Elle pense que certaines personnes nient ces atrocités en raison de la polarisation qui entoure le sujet, mais que « peu importe ce que vous pensez qu’il devrait se passer en Israël, ce qui compte, c’est que la violence sexuelle ne soit jamais tolérée ».

« Il n’y a pas une seule fille au monde qui devrait voir son univers détruit de cette manière, qui devrait être prise en otage, qui devrait être soumise à ce type d’agression sexuelle. C’est inacceptable », a-t-elle assuré.

Depuis le 7 octobre, Sandberg n’a cessé de faire entendre sa voix pour que les violences sexuelles infligées par le groupe terroriste palestinien du Hamas ne soient pas ignorées par le reste du monde.

Des personnes visitant le site du massacre du Festival Supernova, à proximité du kibboutz Reïm, à la frontière entre Israël et Gaza, le 14 janvier 2024. (Crédit : Chaïm Goldberg/Flash90)

L’ancienne directrice de l’exploitation de Meta a participé à de nombreuses vidéos, aux côtés d’autres femmes célèbres, pour sensibiliser le grand public à l’utilisation par le Hamas de la violence sexuelle comme méthode terroriste.

Elle a également collaboré avec la Commission civile sur les crimes commis le 7 octobre par le Hamas contre les femmes et les enfants afin de recueillir des preuves et de demander que le Hamas soit tenu pour responsable de ses actes.

La police israélienne enquête sur les violences sexuelles infligées par le Hamas. Les témoignages de survivants du 7 octobre originaires des villes ciblées et du Festival Supernova, ainsi que les images tournées par les terroristes pendant l’attaque, attestent des sévices graves qui ont été infligés aux victimes.

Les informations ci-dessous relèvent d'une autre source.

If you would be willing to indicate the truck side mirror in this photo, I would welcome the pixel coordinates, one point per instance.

De nombreux terroristes ont violé leurs victimes avant, pendant et après les avoir tuées, et les ont soumises à des mutilations sexuelles.

À LIRE : Face au besoin urgent d’identifier les corps, les preuves des viols du 7 octobre disparaissent

Des otages libérés en novembre dans le cadre d’un accord ont également déclaré avoir été témoins ou victimes de violences sexuelles de la part de leurs ravisseurs.